As Ford Authority reported earlier this week, during a conversation with Tesla/Twitter CEO Elon Musk, Ford CEO Jim Farley revealed that The Blue Oval has signed a deal with Tesla that will grant current and future Ford EV owners access to that company’s massive Supercharger network. This is already possible via a “Magic Dock” adapter present on select Supercharger station chargers, but now, Tesla will develop an adapter using the Combined Charging System (CCS) standard to interface with its V3 Superchargers. Farley also revealed that all existing owners of Ford EVs will receive NACS (North American Charging Standard) adapters, but it was a bit unclear if FoMoCo was planning on selling its second-generation models with a CCS port, though it seems as if they may utilize more than one type of connector.
There is a transition period… we’re engineering for NACS starting in ‘25. Having both inlet ports is an option for us – but nothing more to share right now. More to come!
— Emma Bergg (@ebergg) May 26, 2023
“There is a transition period,” Emma Bergg, Ford’s global director, electric vehicles and BlueOval City communications, wrote on Twitter. “We’re engineering for NACS starting in ’25. Having both inlet ports is an option for us – but nothing more to share right now. More to come!” With companies still trying to figure out which type of EV port will ultimately prove to be the standard, such a move makes quite a bit of sense – after all, owners of Ford EVs likely won’t be pleased if their vehicles are rendered incapable of charging at future stations, or if they’re forced to use an adapter to do so every time, too.

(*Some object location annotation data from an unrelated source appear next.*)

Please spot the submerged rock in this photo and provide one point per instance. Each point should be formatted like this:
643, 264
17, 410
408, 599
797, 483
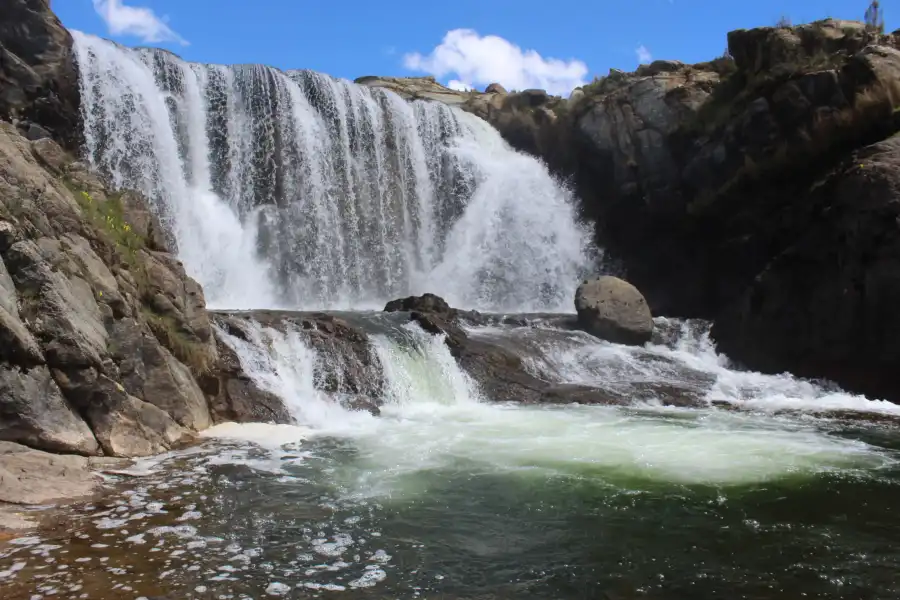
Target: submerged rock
614, 310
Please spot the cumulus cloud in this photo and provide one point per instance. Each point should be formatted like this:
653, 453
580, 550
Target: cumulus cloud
643, 54
137, 21
471, 59
459, 86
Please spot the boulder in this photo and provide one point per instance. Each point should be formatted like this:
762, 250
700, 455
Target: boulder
33, 412
150, 372
30, 476
123, 425
234, 396
614, 310
426, 303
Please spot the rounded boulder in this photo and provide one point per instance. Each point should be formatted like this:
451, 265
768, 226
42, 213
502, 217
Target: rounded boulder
614, 310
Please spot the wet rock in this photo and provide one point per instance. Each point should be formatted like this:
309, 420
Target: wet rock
614, 310
348, 365
145, 223
150, 372
17, 345
123, 424
30, 476
233, 396
33, 412
66, 318
426, 303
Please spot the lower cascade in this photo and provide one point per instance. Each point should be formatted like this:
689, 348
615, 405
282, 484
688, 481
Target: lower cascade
412, 387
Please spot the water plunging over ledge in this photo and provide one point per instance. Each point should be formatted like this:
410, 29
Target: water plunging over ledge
295, 190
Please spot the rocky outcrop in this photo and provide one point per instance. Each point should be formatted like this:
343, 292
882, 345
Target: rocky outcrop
30, 476
38, 76
103, 332
415, 88
704, 180
827, 304
498, 367
613, 310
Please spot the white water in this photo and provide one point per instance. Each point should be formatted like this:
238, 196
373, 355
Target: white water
297, 190
434, 418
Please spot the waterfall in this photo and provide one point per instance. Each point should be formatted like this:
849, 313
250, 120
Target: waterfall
298, 190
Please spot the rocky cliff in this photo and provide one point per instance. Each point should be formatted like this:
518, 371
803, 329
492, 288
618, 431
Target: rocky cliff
758, 189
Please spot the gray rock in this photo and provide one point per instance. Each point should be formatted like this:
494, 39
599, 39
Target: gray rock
124, 425
67, 318
17, 345
151, 373
614, 310
30, 476
33, 412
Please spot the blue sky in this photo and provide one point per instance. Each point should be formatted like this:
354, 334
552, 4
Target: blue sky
555, 45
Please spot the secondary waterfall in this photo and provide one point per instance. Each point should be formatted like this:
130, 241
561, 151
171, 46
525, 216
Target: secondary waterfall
294, 189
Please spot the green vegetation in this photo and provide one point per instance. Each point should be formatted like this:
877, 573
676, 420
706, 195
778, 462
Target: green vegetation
170, 335
109, 218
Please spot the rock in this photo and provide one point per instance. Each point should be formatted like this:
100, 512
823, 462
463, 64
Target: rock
349, 367
33, 412
38, 74
660, 66
233, 396
150, 372
613, 310
826, 305
426, 303
67, 319
416, 88
123, 424
30, 476
102, 334
17, 345
136, 211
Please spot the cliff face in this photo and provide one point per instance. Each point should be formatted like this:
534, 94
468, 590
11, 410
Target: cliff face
38, 74
758, 190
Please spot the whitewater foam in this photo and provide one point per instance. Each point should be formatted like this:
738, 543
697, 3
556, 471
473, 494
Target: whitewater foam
299, 190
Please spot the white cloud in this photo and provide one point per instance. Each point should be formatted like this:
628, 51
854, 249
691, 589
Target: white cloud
459, 86
644, 55
479, 60
137, 21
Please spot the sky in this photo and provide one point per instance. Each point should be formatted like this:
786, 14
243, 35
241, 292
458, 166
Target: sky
555, 45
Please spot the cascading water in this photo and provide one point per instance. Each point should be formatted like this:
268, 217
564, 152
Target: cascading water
299, 190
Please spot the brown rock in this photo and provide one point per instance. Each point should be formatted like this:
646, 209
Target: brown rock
613, 310
32, 477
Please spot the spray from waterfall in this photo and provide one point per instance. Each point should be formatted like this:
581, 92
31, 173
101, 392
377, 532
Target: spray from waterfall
298, 190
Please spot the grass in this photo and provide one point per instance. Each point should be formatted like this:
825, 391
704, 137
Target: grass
169, 333
109, 218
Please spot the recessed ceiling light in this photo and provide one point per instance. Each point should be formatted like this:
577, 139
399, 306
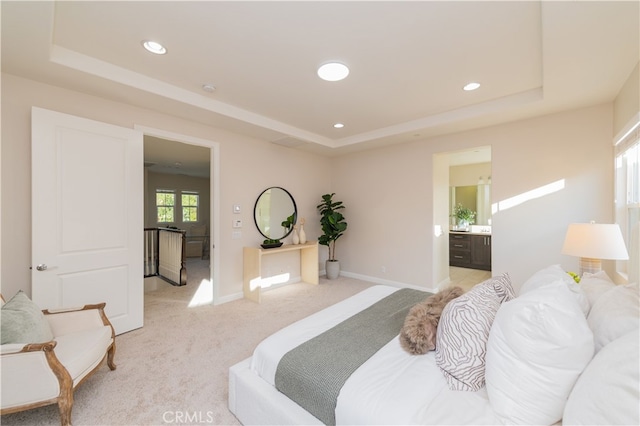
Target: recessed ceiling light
471, 86
208, 88
333, 71
154, 47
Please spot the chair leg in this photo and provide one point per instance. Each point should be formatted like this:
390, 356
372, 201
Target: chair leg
111, 353
65, 405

The very first second-generation Ford EVs are expected to launch in 2025, riding on their own dedicated platforms and presenting customers with a simplified, fully-updatable product offering plenty of digital experiences. Those changes are also expected to result in Ford turning the proverbial corner and raking in a profit from its Model e EV division, which is notable as the current-gen models are not.